Matters finally come to a head on the Shands' second wedding anniversary, with John telling Maggie and her family that he and Lady Sybil are in love. He insists on writing a letter of resignation from Parliament. Maggie persuades him to postpone their public separation for a month so he can finish writing his book. She arranges for him to stay at the estate of her good friend, la Contessa; secretly, she also asks la Contessa to invite Lady Sybil as well. Things turn out the way she had hoped: John and Lady Sybil's ardor does not survive having to spend an entire month together.

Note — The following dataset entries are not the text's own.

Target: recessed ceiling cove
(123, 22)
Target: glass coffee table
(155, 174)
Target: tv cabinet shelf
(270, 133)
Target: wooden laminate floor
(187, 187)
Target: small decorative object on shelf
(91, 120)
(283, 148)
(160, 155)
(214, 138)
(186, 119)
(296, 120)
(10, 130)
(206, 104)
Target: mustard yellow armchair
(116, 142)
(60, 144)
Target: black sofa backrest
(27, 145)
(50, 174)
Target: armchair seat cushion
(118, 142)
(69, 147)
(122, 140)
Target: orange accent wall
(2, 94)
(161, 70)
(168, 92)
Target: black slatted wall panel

Meanwhile, Maggie goes to see Venables. She presents him with John's letter, telling him that her husband has resigned over the gold standard. Venables is so impressed he offers John an important post in the coalition government he is forming. When John finds out what Maggie has done, he is somewhat offended. However, she assures him that "what every woman knows" is that behind every successful man is a woman who secretly strives to help him. In the end, he sees things her way, and is cajoled into laughing for the first time in his life.

==Cast==
- Helen Hayes as Maggie Wylie
- Brian Aherne as John Shand
- Madge Evans as Lady Sybil Tenterden
- Lucile Watson as La Contessa la Brierre
- Dudley Digges as James Wylie
- Donald Crisp as David Wylie
- David Torrence as Alick Wylie
- Henry Stephenson as Charles Venables
- George Cowl as Cabinet Member

==Box office==
The film grossed a total (domestic and foreign) of $502,000: $340,000 from the US and Canada and $162,000 elsewhere resulting in a loss of $140,000.